Mark Josselyn
Associé
Article
4
The 2008 Supreme Court of Canada decision in Keays v. Honda Canada Inc. stands for the proposition that the breach of an Employment Agreement will inevitably cause some mental distress and such distress and hurt feelings are not compensable.
That having been said, courts and tribunals appear increasingly more willing to compensate employees who have been subjected to unacceptable behaviour at the hands of their employers.
Whereas breaches of the Ontario Human Rights Code historically resulted in rather nominal damages, more recently these awards have been on the rise to the point that a $20,000 assessment is not at all unusual (see Bray v. Canadian College of Massage and Hydrotherapy and Partridge v. Botany Dental Corp.).
In contrast, where the discrimination also includes sexual assault, there are examples of damages between $50,000 and $300,000 (see OPT and NPT v. Prestev Foods Ltd. and Silvera v.Olympia Jewellery Corporation).
An important 2015 decision involving a six figure damage award did not involve a sexual assault but did contain a variety of damages headings and a particularly egregious fact situation (Strudwick v. Applied Consumer & Clinical Evaluations Inc.). On August 7, 2015 Justice Dow of the Ontario Superior Court of Justice dealt with an ex parte motion for default judgment after the Defendant was unsuccessful in setting aside having been noted in default. The Plaintiff had 15.67 years of service performing data entry and instructing recruiting staff on a part time basis. At the time of her dismissal she was 56 years of age earning $12.85 per hour and approximately $22,000 per annum.
Although her performance evaluations exceeded expectations, when Ms. Strudwick became deaf in the fall of 2010 the Defendant’s treatment of her became shameful.
A litany of reasonable requests for accommodation with no costs to the employer were refused by the employee’s supervisor and general manager including things as simple as having important instructions and information provided to her in writing.

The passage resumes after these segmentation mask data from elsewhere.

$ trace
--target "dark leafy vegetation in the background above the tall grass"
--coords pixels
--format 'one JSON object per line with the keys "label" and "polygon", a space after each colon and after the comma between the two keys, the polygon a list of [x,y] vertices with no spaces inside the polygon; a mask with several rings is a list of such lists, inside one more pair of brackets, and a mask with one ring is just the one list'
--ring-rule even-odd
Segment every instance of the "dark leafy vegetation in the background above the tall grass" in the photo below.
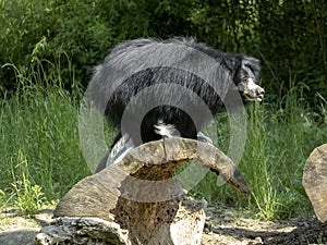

Ms. Strudwick offered to purchase TTY equipment and a visual fire alarm without success. She was not permitted to reverse the direction of her desk so as to see people entering her office.
Additionally she was subjected to unconscionable behaviour and ultimately the termination of her employment for alleged insubordination. While initially she was offered three months pay, when she declined to sign a release she was instructed to leave the premises and received no payment. Thereafter the Defendant refused to pay the Plaintiff for outstanding wages and completed a Record of Employment that delayed the Plaintiff’s entitlement to Employment Insurance.
The result of this behaviour was that Ms. Strudwick suffered an adjustment disorder requiring treatment by not only her family physician but also a psychiatrist at an estimated cost of approximately $19,000.
While the court would have ordinarily awarded damages for reasonable notice representing a period of 20 months, this was increased to 24 months by reason of the Defendant’s conduct which interfered with the employee’s chances of finding alternate employment. In addition to an amount for collateral benefits, the court awarded the Plaintiff $20,000 for a breach of the Ontario Human Rights Code and injuries to her dignity, feelings and self-respect.
The court canvassed the requirements for the tort of intentional infliction of mental suffering and awarded the Plaintiff the anticipated costs of her medical treatments associated with her adjustment disorder but declined to make a further award for aggravated damages to avoid double-recovery given the balance of the decision.
Justice Dow then reviewed the 11 points set out by the Supreme Court of Canada in Whiten v. Pilot Insurance Co. before awarding a further $15,000 in punitive damages. The total award came to $109,940.97 plus prejudgment interest and costs of $40,000.
It can only be hoped that awards such as these will help to shape healthier workplaces in the future.